The responsive genes triggered in a disturbing environment may give us a clue regarding the unfavorable conditions that gastropods are exposed to, such as drugs, toxins, excessive heat, and insufficient oxygen. São João individuals show DEGs related to immunity and response to oxidative stress, mostly HSPs, and in toward the sea site, SJ32 (fig. 4). The HSP70 gene was under negative selection at the SJ32 site, in addition to being upregulated at this site, indicating a central protein involved in L. flava survival and adaptation (supplementary table S5, Supplementary Material online). Our data suggest that L. flava individuals in SJ32 may be more tolerant to disturbances, due to the large number of chaperones, such as HSP and alpha crystallin, among the most responsive genes at this point of the transect (supplementary fig. S5, Supplementary Material online). Littoraria flava is a supralittoral species that cannot stay submerged for many hours, a time that may not be enough to resist a high tide period without protein damage. The São João transect shows many GO terms related to responses to external disturbances, mostly estrogen, followed by pH, mercury, drugs, hypoxia, hypotonic salinity, and starvation, in agreement with the high number of HSPs and alpha crystallin chains genes over expressed. HSPs are known as stress proteins that work in the suitable compartmentation and folding of proteins (Hofmann 1999). They play a major role in thermotolerance but can also have their expression triggered by other types of stressor factors, such as hypoxia and toxin/drug exposure (Feder and Hofmann 1999). Oxidative stress genes appear upregulated mostly in the site closest to the water (SJ32), suggesting one or more stress factors in the São João Sea, such as drugs and strong and high tides. Once collected, the animals were readily submerged in liquid nitrogen, reducing the chances that the elevated HSP expression levels were due to the stressful factors in the collection procedure.

The frequent response to estrogen identified in L. flava individuals from SJ32 site may be a result of the constant and long gastropod’s contact with organotin compounds, such as tributyltin (TBT) or triphenyltin (TPT) used worldwide as antifouling paints in ships, artificial structures and boats since 1960. Continuous contact with TBT leads to imposex, an endocrine disruption in which male sexual organs emerges on female gastropods that start to behave as males (Smith 1971), already reported for gastropods from three other localities on the Rio de Janeiro coast (Fernandez et al. 2002; Cardoso et al. 2009). São João is located in a region with many fishing stations and trades, resulting in intense boat traffic and high concentrations of pollutants, including heavy metals, in the Southeastern marine zone (Oigman-Pszczol and Creed 2007; do Nascimento et al. 2018). A cytochrome P450 complex enzyme responsible for the conversion of androgenic to estrogenic steroids is inhibited by competition with TBT (Nishikawa 2006). The male sex hormone androstenedione may be aromatized by mollusks and turn out estrogen when TBT is present (Le Guellec et al. 1987), even at low concentrations (Smith 1971; Horiguchi et al. 1997). This conversion was observed in the gastropod Hinia reticulata when the 17ß-estradiol levels increased in all groups exposed to TBT after four months of constant contact (Nishikawa 2006). This picture is similar to the one observed in São João, likely with high estrogen levels due to the presence of TBT in the water released by boats and fishing nets.
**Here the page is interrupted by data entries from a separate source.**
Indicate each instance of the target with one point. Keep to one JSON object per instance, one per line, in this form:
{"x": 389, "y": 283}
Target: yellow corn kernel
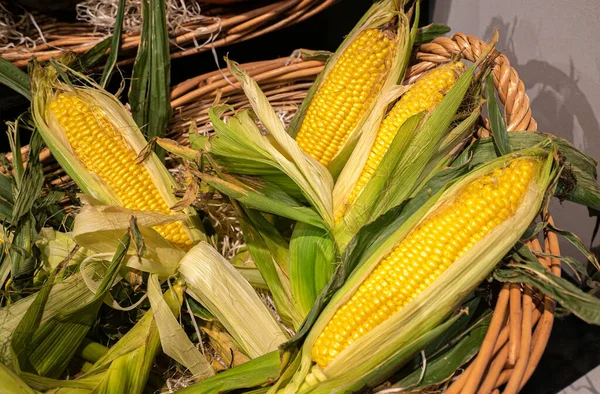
{"x": 424, "y": 254}
{"x": 101, "y": 148}
{"x": 345, "y": 95}
{"x": 424, "y": 95}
The different gene expression profiles among transects and sites suggests that there is a particular scenario for each locality and for each microhabitat within the rocky shore, in which a different set of upregulated genes is required. Thus, the distinct ecological factors shaping the variation of L. flava populations in these locations are also a feature to consider in local adaptation. The environmental diversity is clearly shown by the contrasting GO terms identified between sites and transects. The particular expression patterns may be assigned to the strong spatial heterogeneity found naturally in the rocky shore (Menge et al. 1985; Bustamante and Branch 1996; Banks and Skilleter 2007). The microenvironmental changes of rocky shore may act by selecting adaptative traits and lead to diversification among the populations living on it (Janson 1987), given that species in which individuals are sedentary, such as L. flava, will develop particular adaptation regarding the rocky shore microhabitat they are exposed to (Selander and Kaufman 1973). Genetic heterogeneity was reported in L. saxatilis populations located only a few meters apart in the rocky shore (Janson and Ward 1984). Signals of divergent selection involving foot area and shell aperture and shape were also reported in L. saxatilis populations from adjacent rocky shore regions as mechanism to prevent wave-dislodgement (Pennec et al. 2017). Environmental gradients, such as temperature and wave action, are known to potentially influence the community structure in the rocky shore (Sanford and Kelly 2011).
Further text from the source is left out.